Untuk Apa Memetakan Penyair Sumatera?

Udo Z. Karzi*
Cybersastra.net, 5 Sep 2003

Aku membaca esai Isbedy Stiawan Z.S., “Jakarta dan Tabung Orba” (Lampung Post, 3 Agustus 2003). Isbedy menyikapi acara Temu-Dialog Penyair se-Sumatera di Padang, Sumatera Barat, 8–13 Agustus 2003. Isinya sama seperti kebanyakan esai yang terbit di koran-koran: daftar sekian banyak nama penyair, media, dan institusi kepenyairan.
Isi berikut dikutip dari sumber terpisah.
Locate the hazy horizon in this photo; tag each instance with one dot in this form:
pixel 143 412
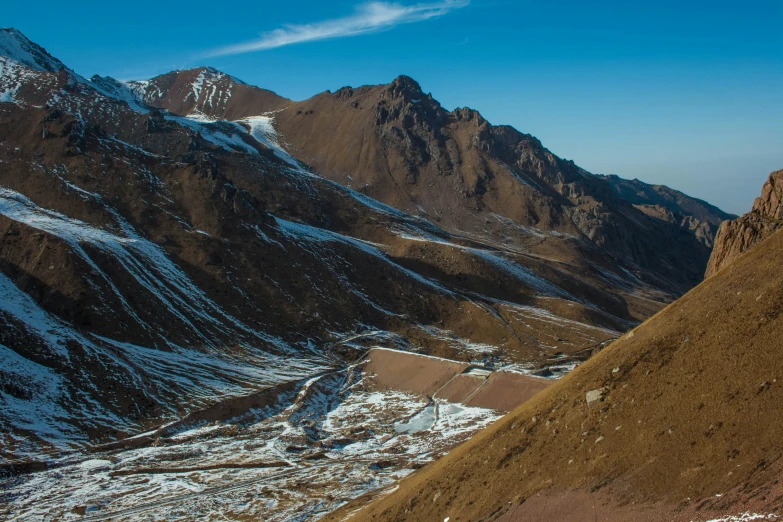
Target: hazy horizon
pixel 686 96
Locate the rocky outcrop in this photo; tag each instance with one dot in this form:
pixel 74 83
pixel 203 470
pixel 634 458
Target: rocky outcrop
pixel 738 236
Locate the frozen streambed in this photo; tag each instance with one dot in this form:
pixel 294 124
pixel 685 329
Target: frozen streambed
pixel 320 445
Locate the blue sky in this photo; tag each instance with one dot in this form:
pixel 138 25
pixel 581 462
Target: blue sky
pixel 687 93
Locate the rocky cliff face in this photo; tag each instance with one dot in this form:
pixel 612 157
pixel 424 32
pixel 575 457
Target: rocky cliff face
pixel 736 237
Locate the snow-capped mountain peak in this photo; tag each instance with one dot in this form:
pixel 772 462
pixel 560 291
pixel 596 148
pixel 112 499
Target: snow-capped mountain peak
pixel 17 47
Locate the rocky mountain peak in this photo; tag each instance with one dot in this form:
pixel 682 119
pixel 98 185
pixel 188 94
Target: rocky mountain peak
pixel 407 88
pixel 17 47
pixel 736 237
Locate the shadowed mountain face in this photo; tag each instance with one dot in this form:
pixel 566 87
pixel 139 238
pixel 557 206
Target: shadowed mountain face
pixel 399 146
pixel 677 420
pixel 154 262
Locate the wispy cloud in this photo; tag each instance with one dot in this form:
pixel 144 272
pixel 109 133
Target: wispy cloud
pixel 369 18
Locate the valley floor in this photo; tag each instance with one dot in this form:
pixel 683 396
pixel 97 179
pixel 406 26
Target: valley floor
pixel 293 452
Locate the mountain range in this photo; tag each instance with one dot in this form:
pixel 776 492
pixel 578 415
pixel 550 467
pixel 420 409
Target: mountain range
pixel 171 245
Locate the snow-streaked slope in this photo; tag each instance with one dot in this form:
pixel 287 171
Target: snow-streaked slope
pixel 20 49
pixel 316 446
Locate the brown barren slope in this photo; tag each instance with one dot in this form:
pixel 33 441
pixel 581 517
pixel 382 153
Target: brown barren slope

Pola serupa juga aku temukan dalam esai Gus tf, “Kepenyairan Sumatera” (Media Indonesia, 3 Agustus 2003). Penyair asal Solok, Sumatera Barat, itu menyebut nama-nama yang secara kebetulan muncul di media massa, terutama yang terbit di Jakarta. Seolah-olah, yang disebut penyair itu hanyalah mereka yang karya-karyanya dimuat di koran Jakarta atau kumpulan puisinya diterbitkan oleh penerbit-penerbit besar.
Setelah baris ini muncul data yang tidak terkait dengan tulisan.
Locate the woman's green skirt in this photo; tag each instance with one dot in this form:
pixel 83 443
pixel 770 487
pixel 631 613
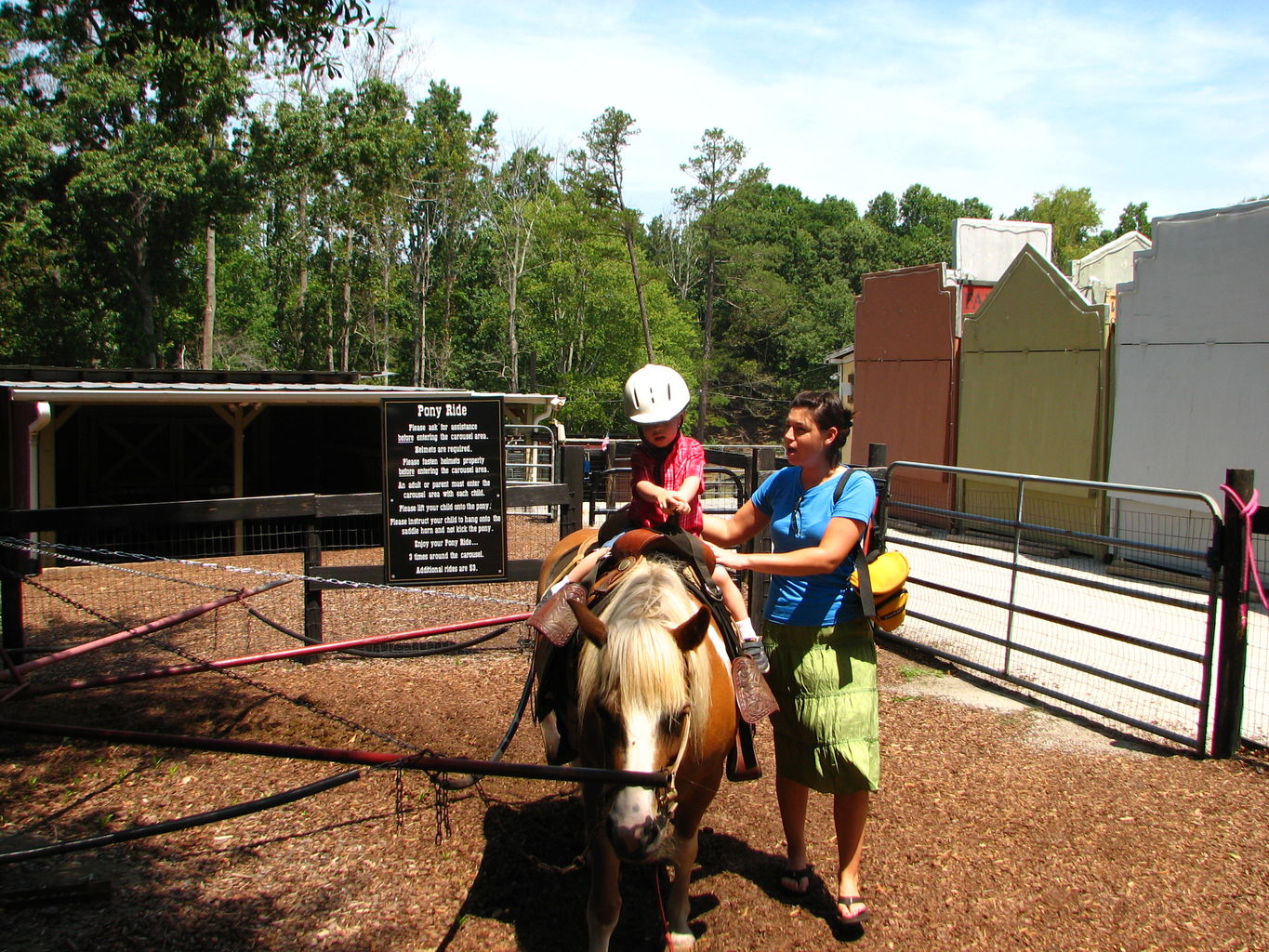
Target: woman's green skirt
pixel 825 681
Ini sebuah kekeliruan. Isbedy pun demikian, setidaknya, dalam beberapa esainya sehingga muncul penegasan semacam ini, “Saya sependapat dikatakan Agus Hernawan (baca: “Mau Apa Temu-Dialog Penyair Sumatera”, Padang Ekspres, 27 Juli 2003) bahwa Sumatera–pulau yang luasnya selebar Inggris sampai kini tidak memiliki media yang signifikan dan berkualitas. Ironis memang, Sumatera tidak memiliki jurnal, majalah, atau penerbitan sekelas Kalam, Horison, Jurnal Prosa, Jurnal Puisi, Jurnal Cerpen, Media Indonesia, Koran Tempo, Kompas, penerbit buku Indonesia Tera, Bentang, Jendela, Jalasutra, Senayan Abadi, Gama Media, dan masih banyak lagi.” Lalu, Isbedy berkutat pada isu-isu lama: Jawa dan Bali dominan karena diuntungkan berbagai faktor…. Tak perlu aku kutip lagi soal itu di sini.
***

Apa yang menyebabkan penyair menjadi istimewa atau paling tidak merasa harus diistimewakan sehingga kalau ada penyair yang “pensiun” dalam arti tidak menulis lagi, beramai-ramailah penyair yang masih menulis syair dan lumayan produktif menggugat atau menangisi “kematian” sang penyair?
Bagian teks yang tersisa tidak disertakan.